Ki Bagus Hadikusumo, wakil Muhammadiyah, rela dan ikhlas mencoret tujuh kata Piagam Jakarta pada Sila Pertama Pancasila. Saat itu, “Ketuhanan dengan kewajiban menjalankan syariat Islam bagi para pemeluk-pemeluknya” diubah menjadi “Ketuhanan yang Maha Esa.” Sila Pertama ini, bagi Muhammadiyah adalah tauhid.

Tepat pada Muktamarnya yang ke 47 di Makassar pada 2015 lalu, Indonesia sebagai Negara Pancasila dimaknai oleh Muhammadiyah sebagai Dar al-Ahdi wa al-Shahadah. Hal ini bermakna bahwa masalah persatuan dan kesatuan sudah selesai bagi Muhammadiyah. Menurut Haedar, kita adalah Bhinneka Tunggal Ika. Inilah yang dimaksud dar al-ahd.

Tapi lebih dari itu, Muhammadiyah masih harus berkontribusi bagi bangsa dan negara demi mewujudkan misi dar al-syahadah. Indonesia adalah wadah pembuktian kesungguhan warga Muhammadiyah dalam beragama sekaligus memihak kemanusiaan semesta di bumi Indonesia tercinta kita.

Berbagai era di tanah air ini telah berlalu. Setelah kemerdekaan, terbitlah Orde Lama, kemudian digantikan oleh Orde Baru. Tidak lama kemudian, muncul Reformasi dan saat ini kita hidup di tengah situasi Pasca Reformasi. Itu semua bisa membuat kita berhadapan dengan berbagai masalah, tapi sekaligus kesempatan untuk mendewasakan diri.

Masalah krusial yang harus kita hadapi saat ini adalah polarisasi politik yang tak berkesudahan. Di samping itu, diperberat oleh kebangkitan primordialisme agama, ras, kesukuan dan seterusnya. Lalu ada pula kelompok kecil yang menjunjung ideologi-ideologi ekstrem, yang bertentangan dengan ideologi bangsa. Sementara itu, dalam konteks politik praktis lahir pula oligarkisme politik-ekonomi yang mengabaikan Pancasila. Semua masalah besar ini sangat berpotensi menjerumuskan kita ke dalam jurang konflik dan disintegrasi.
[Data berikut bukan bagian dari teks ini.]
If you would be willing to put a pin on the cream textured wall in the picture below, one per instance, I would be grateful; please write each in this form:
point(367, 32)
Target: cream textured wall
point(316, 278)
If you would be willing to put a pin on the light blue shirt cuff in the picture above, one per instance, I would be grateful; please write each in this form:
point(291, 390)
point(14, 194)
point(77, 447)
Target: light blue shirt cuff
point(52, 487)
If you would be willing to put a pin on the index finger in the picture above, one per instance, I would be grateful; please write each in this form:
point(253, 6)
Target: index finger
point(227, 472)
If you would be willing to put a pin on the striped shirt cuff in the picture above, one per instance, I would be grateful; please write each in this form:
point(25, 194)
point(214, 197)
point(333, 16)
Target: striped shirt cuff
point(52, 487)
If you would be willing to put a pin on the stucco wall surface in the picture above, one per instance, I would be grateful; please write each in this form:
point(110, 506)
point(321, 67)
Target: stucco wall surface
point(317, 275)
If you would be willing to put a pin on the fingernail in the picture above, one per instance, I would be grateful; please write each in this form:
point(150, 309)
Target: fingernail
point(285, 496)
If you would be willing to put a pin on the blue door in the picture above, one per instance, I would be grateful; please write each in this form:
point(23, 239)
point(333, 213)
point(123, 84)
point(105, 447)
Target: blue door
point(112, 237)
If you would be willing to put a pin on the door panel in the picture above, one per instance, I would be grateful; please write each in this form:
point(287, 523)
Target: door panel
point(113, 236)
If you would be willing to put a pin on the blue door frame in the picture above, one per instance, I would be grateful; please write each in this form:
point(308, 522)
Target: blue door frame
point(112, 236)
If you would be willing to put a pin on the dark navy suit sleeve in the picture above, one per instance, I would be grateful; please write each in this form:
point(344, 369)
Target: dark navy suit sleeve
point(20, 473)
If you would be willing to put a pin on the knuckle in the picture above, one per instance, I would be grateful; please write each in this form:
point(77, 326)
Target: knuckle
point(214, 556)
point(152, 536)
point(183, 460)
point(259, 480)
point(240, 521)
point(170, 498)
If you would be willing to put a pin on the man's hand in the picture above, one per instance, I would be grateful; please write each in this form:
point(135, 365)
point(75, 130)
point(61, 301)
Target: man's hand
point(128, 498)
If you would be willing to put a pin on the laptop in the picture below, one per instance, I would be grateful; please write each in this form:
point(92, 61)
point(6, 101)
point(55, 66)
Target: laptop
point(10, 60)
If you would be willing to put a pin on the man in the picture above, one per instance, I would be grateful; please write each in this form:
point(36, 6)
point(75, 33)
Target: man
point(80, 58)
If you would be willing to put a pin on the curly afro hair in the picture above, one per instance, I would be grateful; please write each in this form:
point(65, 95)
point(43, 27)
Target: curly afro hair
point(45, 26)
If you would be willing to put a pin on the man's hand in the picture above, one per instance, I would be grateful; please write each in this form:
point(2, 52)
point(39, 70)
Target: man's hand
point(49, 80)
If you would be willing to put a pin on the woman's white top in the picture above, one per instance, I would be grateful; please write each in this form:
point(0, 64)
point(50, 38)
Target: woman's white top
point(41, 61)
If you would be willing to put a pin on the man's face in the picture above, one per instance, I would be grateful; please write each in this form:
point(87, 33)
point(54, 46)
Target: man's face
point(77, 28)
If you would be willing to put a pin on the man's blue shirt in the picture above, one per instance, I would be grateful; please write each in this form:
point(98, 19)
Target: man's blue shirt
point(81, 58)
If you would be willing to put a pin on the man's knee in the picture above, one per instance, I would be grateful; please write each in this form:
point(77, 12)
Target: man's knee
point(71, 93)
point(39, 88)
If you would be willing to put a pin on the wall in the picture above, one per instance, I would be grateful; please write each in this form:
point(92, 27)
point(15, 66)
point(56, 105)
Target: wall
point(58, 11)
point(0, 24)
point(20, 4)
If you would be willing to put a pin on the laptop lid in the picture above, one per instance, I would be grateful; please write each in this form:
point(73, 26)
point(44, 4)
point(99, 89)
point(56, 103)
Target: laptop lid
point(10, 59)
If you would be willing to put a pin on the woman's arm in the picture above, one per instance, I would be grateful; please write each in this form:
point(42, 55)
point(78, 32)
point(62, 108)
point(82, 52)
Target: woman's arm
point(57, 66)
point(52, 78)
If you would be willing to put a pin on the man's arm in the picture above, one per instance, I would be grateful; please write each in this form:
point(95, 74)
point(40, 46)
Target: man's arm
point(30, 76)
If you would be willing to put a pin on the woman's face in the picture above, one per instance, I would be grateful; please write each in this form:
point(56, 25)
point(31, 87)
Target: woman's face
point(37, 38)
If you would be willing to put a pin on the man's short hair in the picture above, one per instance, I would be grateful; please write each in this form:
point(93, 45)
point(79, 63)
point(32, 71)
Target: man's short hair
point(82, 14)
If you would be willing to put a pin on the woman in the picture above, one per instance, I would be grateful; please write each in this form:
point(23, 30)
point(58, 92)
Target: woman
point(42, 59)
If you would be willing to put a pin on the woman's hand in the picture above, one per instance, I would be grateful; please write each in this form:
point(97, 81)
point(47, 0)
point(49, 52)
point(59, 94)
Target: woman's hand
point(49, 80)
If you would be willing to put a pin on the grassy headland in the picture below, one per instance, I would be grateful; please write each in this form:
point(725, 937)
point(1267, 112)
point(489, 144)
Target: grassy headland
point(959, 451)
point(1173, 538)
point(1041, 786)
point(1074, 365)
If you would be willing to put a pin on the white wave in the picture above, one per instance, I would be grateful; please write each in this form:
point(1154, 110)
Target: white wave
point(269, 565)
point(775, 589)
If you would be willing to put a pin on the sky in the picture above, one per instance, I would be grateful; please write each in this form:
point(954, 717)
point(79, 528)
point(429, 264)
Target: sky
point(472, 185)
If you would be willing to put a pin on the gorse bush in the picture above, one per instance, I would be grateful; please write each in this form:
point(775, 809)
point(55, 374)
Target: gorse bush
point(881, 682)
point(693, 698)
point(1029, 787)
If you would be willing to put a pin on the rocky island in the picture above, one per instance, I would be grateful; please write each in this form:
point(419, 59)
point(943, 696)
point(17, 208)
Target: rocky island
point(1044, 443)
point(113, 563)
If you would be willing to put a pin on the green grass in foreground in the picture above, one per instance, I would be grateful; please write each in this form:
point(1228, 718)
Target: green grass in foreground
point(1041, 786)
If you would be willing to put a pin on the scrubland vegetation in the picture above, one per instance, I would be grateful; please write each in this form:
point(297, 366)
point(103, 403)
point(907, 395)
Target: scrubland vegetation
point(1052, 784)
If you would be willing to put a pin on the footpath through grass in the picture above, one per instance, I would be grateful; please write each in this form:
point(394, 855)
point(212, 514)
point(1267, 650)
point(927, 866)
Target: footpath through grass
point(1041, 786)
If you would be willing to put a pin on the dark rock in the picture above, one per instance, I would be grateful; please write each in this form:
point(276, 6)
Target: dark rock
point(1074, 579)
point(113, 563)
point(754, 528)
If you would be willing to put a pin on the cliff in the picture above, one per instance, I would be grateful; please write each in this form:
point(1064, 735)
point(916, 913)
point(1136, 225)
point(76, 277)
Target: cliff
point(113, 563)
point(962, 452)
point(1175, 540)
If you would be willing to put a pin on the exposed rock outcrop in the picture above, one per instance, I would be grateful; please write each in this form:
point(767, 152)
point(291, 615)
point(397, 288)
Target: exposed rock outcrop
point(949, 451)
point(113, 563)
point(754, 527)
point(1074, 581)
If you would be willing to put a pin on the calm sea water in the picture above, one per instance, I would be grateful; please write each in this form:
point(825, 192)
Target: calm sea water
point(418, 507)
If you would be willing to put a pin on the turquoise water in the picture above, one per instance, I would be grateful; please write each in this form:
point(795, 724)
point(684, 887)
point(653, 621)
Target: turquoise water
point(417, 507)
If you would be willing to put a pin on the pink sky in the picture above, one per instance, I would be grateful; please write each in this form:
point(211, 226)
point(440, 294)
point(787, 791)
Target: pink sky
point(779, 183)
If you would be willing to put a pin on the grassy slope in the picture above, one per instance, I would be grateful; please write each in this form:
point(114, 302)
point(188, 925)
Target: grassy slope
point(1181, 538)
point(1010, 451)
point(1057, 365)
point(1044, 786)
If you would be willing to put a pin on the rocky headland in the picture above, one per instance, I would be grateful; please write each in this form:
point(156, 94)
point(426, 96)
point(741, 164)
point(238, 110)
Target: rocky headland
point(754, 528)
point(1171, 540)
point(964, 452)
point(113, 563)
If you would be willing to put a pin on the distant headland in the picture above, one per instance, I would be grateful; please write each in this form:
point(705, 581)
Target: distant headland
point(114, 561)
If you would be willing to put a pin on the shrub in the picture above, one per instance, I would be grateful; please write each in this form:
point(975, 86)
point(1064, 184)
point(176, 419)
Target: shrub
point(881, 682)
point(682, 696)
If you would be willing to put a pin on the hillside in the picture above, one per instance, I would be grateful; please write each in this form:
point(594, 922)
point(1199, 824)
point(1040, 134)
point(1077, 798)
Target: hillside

Untuk menjawab itu semua, konsolidasi kebangsaan harus diwujudkan dalam rangka menjaga persatuan dan kesatuan kita. Kita punya modal yang cukup untuk menyukseskan konsolidasi ini: kita punya buku Ideologi Gerakan Muhammadiyah, Muhammadiyah dan Karakter Bangsa, Islam Berkemajuan untuk Indonesia Berkemajuan, dan Negara Pancasila sebagai Dar al-Ahd wa al-Syahadah.

Sebagai ikhtitam, Haedar menyebutkan bahwa ada tiga nilai penting yang harus dijaga: pertama, Pancasila; kedua, agama yang mencerahkan (Islam Berkemajuan); ketiga, budaya bangsa yang moderat dan menyatukan seluruh anak bangsa.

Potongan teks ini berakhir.